O problema fundamental: o trilema da escalabilidade

Para entender por que as soluções de segunda camada são tão importantes, precisamos compreender o trilema da blockchain proposto por Vitalik Buterin. Uma rede precisa equilibrar três pilares: descentralização, segurança e escalabilidade. O Ethereum, em sua arquitetura original, priorizou os dois primeiros, processando apenas cerca de 15 a 30 transações por segundo (TPS) na camada base.

Para se ter dimensão, redes de pagamento tradicionais como a Visa processam milhares de transações por segundo. Quando o DeFi explodiu em 2020 e 2021, e novamente com o boom dos NFTs, a rede simplesmente não dava conta da demanda. As taxas de gas dispararam, e usuários comuns foram literalmente expulsos pelo custo.

Em meus projetos de consultoria, atendi empresas brasileiras que desistiram de iniciativas Web3 justamente porque os custos operacionais inviabilizavam o modelo de negócio. A pergunta que sempre me faziam era: "Como cobrar R$ 5 de um cliente se a taxa da transação custa R$ 30?". A resposta estava — e está — nas camadas de segunda geração.

Como funcionam as soluções de Layer 2

O conceito central das soluções de Layer 2 é elegante: em vez de processar todas as transações diretamente na blockchain principal (Layer 1), executamos a maior parte do processamento "fora da cadeia" e depois enviamos apenas uma prova compacta de volta para o Ethereum. A camada base continua sendo a âncora de segurança, enquanto a Layer 2 ganha velocidade e reduz custos drasticamente.

Existem duas grandes famílias de tecnologia que considero essenciais conhecer:

Optimistic Rollups — Soluções como Arbitrum e Optimism partem do princípio de que todas as transações são válidas por padrão (daí o "optimistic"). Elas só são verificadas se alguém apresentar uma "prova de fraude" dentro de um período de contestação, geralmente de sete dias. Isso torna o sistema mais simples de implementar, mas adiciona latência nos saques para a Layer 1.

Zero-Knowledge Rollups (ZK-Rollups) — Aqui usamos provas criptográficas matemáticas (zk-SNARKs ou zk-STARKs) que comprovam a validade das transações sem revelar seus detalhes. Redes como zkSync, StarkNet e Polygon zkEVM lideram essa frente. Tecnicamente são mais complexas, mas oferecem finalidade mais rápida e maior segurança matemática.

Quando avalio qual abordagem recomendar para um cliente, eu, André Dias Moreira Prol, costumo dizer que não existe solução universal. ZK-Rollups são ideais para aplicações que exigem finalidade rápida, como pagamentos e exchanges, enquanto Optimistic Rollups ainda têm vantagem em compatibilidade com contratos EVM legados.

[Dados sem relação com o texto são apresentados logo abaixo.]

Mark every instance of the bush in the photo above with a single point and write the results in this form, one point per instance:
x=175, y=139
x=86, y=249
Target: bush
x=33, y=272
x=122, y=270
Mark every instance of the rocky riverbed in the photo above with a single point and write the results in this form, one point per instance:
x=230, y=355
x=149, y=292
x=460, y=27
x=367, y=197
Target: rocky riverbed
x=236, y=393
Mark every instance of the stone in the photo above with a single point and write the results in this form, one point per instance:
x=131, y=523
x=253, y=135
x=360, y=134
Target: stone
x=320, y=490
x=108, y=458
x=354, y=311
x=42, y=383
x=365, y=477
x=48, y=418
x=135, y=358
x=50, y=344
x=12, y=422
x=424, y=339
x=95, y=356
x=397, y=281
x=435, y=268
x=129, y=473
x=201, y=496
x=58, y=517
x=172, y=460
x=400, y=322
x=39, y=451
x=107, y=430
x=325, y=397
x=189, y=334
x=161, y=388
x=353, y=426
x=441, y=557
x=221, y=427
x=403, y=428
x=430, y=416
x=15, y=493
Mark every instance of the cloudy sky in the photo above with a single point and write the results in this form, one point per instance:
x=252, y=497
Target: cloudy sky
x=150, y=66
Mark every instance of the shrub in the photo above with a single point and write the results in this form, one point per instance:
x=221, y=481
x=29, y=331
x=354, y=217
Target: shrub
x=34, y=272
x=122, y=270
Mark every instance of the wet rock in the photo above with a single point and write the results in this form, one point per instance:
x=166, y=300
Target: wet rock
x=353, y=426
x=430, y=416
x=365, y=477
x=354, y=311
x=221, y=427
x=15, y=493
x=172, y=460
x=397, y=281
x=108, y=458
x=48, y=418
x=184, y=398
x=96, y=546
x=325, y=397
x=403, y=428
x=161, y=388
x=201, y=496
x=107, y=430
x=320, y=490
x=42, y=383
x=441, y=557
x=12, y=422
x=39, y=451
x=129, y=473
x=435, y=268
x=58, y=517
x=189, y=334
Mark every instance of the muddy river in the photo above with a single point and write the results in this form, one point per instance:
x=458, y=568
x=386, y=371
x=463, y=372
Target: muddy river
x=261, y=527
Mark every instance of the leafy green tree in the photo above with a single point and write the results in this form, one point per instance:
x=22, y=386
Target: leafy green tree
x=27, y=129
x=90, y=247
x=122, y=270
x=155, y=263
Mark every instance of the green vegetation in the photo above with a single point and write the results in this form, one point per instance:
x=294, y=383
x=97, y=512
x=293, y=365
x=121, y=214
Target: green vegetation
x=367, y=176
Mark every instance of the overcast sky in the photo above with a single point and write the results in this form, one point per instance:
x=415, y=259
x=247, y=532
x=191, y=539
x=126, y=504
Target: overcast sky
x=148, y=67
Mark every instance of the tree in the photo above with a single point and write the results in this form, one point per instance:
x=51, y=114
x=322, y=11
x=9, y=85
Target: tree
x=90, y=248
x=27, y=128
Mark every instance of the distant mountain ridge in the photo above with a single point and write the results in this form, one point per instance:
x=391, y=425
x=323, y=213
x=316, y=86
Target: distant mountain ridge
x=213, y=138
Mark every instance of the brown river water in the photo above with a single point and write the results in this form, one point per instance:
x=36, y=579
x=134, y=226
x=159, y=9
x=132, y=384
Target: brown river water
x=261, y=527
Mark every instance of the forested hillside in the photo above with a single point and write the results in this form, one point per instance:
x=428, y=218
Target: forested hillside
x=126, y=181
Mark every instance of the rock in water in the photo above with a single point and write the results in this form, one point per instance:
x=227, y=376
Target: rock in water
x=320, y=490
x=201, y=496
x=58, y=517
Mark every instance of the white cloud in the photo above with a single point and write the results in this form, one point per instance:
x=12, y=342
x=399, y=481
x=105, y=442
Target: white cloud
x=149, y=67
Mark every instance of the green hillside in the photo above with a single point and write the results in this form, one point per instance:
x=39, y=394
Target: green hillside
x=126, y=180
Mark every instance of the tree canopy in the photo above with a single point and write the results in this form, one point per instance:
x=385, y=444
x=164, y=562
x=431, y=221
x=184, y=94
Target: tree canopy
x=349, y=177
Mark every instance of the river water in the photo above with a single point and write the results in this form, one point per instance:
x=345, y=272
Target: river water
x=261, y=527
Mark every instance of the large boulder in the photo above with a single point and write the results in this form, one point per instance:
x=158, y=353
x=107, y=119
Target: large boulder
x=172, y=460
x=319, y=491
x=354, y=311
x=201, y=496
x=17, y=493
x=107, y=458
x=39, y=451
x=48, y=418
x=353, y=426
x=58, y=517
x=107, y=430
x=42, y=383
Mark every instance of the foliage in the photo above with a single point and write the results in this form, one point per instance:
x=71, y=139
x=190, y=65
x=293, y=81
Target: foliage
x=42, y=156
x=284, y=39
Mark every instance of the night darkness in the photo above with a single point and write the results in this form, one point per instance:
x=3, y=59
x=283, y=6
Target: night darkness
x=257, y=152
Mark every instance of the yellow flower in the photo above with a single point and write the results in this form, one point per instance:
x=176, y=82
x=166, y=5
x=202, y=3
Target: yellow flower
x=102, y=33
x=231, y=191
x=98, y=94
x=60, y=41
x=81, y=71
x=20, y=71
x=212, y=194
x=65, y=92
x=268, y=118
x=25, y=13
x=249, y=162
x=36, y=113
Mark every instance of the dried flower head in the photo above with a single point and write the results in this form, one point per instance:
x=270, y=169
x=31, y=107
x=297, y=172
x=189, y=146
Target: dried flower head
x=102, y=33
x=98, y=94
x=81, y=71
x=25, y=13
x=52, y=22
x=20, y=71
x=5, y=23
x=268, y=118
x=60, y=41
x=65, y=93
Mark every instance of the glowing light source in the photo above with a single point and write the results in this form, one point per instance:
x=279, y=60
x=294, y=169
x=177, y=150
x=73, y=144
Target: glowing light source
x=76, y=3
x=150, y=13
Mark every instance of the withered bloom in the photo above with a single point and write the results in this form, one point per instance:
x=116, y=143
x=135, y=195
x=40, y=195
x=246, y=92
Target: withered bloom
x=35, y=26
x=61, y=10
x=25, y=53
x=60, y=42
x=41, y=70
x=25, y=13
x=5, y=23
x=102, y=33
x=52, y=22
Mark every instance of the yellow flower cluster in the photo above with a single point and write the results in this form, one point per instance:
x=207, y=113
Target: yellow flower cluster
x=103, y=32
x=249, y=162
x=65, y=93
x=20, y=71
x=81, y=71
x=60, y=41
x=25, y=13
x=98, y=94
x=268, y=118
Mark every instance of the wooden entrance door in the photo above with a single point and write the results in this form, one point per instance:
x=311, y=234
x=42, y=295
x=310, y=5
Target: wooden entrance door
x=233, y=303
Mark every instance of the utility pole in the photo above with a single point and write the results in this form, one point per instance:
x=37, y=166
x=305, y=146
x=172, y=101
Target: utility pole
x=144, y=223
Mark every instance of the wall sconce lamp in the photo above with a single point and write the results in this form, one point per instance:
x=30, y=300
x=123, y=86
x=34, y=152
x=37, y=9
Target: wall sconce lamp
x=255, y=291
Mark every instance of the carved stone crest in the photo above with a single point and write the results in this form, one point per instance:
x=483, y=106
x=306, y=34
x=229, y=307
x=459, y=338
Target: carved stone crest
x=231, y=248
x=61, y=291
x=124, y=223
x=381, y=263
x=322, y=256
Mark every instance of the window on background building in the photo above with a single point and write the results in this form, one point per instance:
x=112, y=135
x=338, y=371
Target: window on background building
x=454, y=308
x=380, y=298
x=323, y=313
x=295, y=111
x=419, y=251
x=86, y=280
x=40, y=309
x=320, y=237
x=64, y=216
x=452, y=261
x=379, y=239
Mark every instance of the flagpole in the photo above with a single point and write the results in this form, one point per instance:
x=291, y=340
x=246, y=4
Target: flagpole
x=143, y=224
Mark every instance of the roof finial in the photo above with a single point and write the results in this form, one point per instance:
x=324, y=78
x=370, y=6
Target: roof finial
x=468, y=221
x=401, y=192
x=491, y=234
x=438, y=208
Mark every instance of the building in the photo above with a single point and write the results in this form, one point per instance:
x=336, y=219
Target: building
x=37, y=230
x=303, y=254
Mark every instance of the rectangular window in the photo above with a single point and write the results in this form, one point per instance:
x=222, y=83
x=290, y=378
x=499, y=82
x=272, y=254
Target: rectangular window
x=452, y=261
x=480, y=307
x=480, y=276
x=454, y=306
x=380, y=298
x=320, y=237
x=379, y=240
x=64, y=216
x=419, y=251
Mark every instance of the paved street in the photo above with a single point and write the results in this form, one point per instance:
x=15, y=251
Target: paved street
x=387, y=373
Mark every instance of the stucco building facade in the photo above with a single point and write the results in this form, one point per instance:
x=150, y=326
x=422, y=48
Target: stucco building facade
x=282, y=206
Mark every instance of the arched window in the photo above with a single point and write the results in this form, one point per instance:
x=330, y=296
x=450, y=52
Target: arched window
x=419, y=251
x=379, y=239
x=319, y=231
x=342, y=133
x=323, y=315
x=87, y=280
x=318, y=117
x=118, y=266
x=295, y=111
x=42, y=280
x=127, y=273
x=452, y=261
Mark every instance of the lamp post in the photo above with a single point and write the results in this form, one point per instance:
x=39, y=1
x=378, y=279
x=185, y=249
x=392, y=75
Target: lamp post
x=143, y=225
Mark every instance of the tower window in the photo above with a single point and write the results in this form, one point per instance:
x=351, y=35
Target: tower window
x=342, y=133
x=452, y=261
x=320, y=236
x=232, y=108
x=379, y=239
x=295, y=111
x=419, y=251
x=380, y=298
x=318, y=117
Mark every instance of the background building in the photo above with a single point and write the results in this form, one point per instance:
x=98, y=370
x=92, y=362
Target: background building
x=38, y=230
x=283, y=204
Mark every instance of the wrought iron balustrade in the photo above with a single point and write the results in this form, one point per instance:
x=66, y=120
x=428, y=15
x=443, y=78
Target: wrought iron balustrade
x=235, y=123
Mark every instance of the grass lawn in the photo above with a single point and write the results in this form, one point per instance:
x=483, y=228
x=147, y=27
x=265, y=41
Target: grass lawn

Os números que comprovam a revolução

Os dados são impressionantes. Após a atualização Dencun do Ethereum, em março de 2024, que introduziu o mecanismo de "blob transactions" (EIP-4844), as taxas nas Layer 2 despencaram. Transações que custavam US$ 0,50 passaram a custar frações de centavo — muitas vezes abaixo de US$ 0,01.

Em volume agregado, as principais soluções de Layer 2 já processam coletivamente mais transações do que a própria Ethereum mainnet. O valor total bloqueado (TVL) nessas redes ultrapassou a marca dos US$ 30 bilhões em momentos de pico, demonstrando confiança institucional.

No contexto brasileiro, isso tem implicações concretas. Projetos de tokenização de recebíveis, CRIs, CRAs e até precatórios começam a ganhar tração porque a fração de custo torna viável tokenizar ativos de valores menores. Conheço iniciativas locais que utilizam a rede Base, da Coinbase, para emitir stablecoins lastreadas em real, justamente pela combinação de baixo custo e segurança herdada do Ethereum.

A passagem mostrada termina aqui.